Inexpensive but powerful advocacy tools in Mali - community radio stations remain the most effective means of disseminating information to local populations and aid cultural identification.
Minusma's Office of Communications and Public Information last week donated a dozen voice recorders to the local radio stations including Issa Ber, Kolol Soboundou, Télé, Djimba, Lac Faguibine, Diri, Barikobé and Binegua. The stations all broadcast around the regions of Niafounké, Goundam and Diré near the Niger River in the badly ravaged Timbuktu region of Mali.
Al-Qaeda took power in Mali's second city Timbuktu after hijacking an ethnic Tuareg rebellion in the country's Saharan north in 2012, seizing large swathes of land and threatening the capital, Bamako.

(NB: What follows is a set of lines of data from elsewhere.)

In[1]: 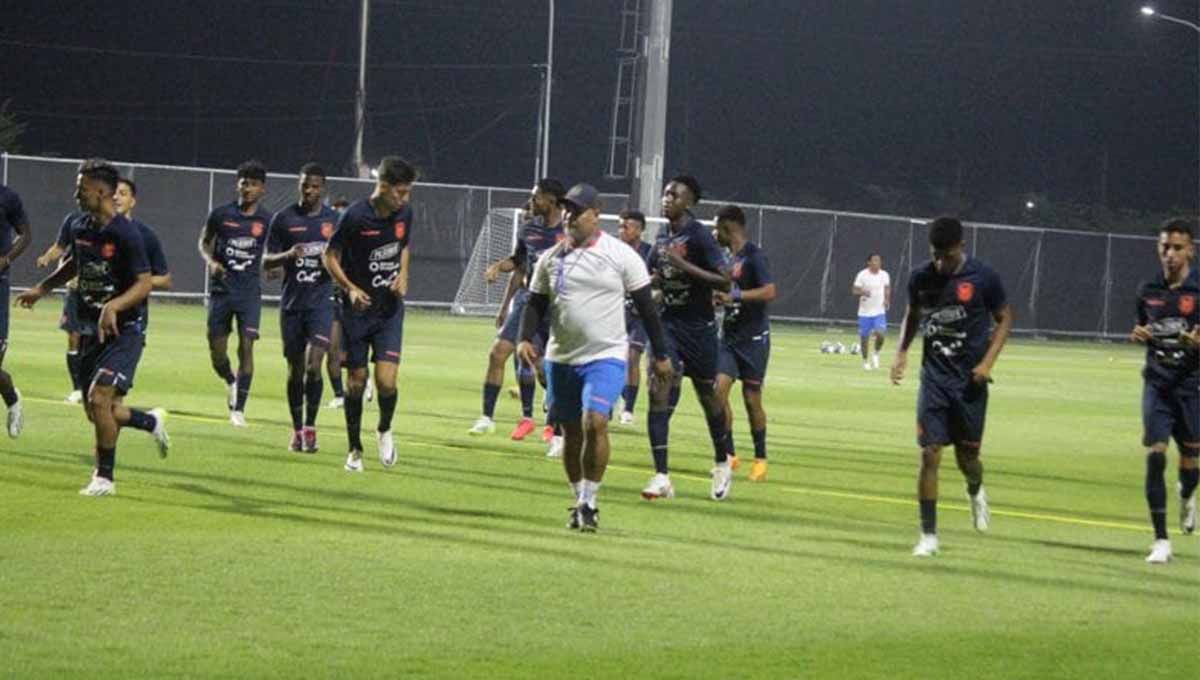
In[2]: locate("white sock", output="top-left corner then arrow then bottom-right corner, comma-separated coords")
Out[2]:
582,479 -> 601,508
570,481 -> 582,501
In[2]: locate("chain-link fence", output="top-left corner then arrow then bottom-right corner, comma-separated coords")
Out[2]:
3,153 -> 1158,338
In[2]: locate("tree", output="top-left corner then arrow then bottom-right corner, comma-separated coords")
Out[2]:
0,100 -> 27,153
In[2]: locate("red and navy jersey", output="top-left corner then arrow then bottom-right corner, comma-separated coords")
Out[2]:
0,184 -> 29,263
328,198 -> 413,318
511,216 -> 565,287
649,217 -> 729,325
66,213 -> 150,335
133,219 -> 169,329
56,212 -> 79,249
723,241 -> 773,343
1137,268 -> 1200,387
205,201 -> 271,296
907,257 -> 1007,388
267,203 -> 337,311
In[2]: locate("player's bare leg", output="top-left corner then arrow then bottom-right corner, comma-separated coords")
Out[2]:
1145,442 -> 1173,563
207,333 -> 237,410
954,442 -> 988,531
694,377 -> 733,500
1179,444 -> 1199,535
325,320 -> 345,407
469,338 -> 513,435
743,381 -> 768,481
620,346 -> 643,424
372,359 -> 399,467
301,342 -> 327,452
642,369 -> 678,499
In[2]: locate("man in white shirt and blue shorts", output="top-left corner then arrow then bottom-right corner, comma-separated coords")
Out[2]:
853,254 -> 891,370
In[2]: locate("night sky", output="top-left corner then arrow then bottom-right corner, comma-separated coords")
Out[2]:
3,0 -> 1197,220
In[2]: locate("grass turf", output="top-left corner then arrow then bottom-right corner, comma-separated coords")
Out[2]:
0,302 -> 1195,679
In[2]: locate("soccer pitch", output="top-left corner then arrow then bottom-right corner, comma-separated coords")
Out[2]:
1,303 -> 1195,679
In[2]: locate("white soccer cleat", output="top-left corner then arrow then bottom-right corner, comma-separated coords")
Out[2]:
229,411 -> 247,428
710,462 -> 733,501
1145,539 -> 1172,564
871,353 -> 881,370
344,450 -> 364,473
227,380 -> 238,410
148,408 -> 170,459
1180,481 -> 1197,535
364,379 -> 375,403
969,487 -> 990,532
377,430 -> 396,468
6,390 -> 22,438
912,533 -> 939,557
79,475 -> 115,497
326,396 -> 344,409
65,389 -> 83,404
641,473 -> 675,500
546,435 -> 564,458
863,361 -> 872,371
467,416 -> 496,435
619,411 -> 635,426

France's 2013 military intervention and UN peacekeeping mission have since returned control of the region to the Malian government, but Islamist groups continue to operate across the vast desert areas in the north, often crossing in and out the porous borders of neighbouring countries.
The handouts were part of an assessment of the social and security situation in the country conducted between 7 and 11 November.
In Mali, at least 350 community, business and community radio stations are affiliated to the Union of Free Radio and Television of Mali (URTEL), created in 1991 in the capital, Bamako. These radios can help toensure a definitive return of peace to the region.
"In Mali, radio occupies a special place in our habits, and in our lives. Through a proactive liberalisation, radio has been deployed throughout the country, in all municipalities and accompanying the local and national governance and making decentralisation a social, political and administrative reality, " said Alhaji Alhousseini, coordinator URTEL in the Timbuktu region.
Last October, the UN also donated equipment to radio stations Lafia, Bouctou, Jamana, Tahanint, Fréquence Santé, Alfaida, Al farouck, Kalémé and the rural radio of national broadcaster ORTM operating in the urban municipality of Timbuktu.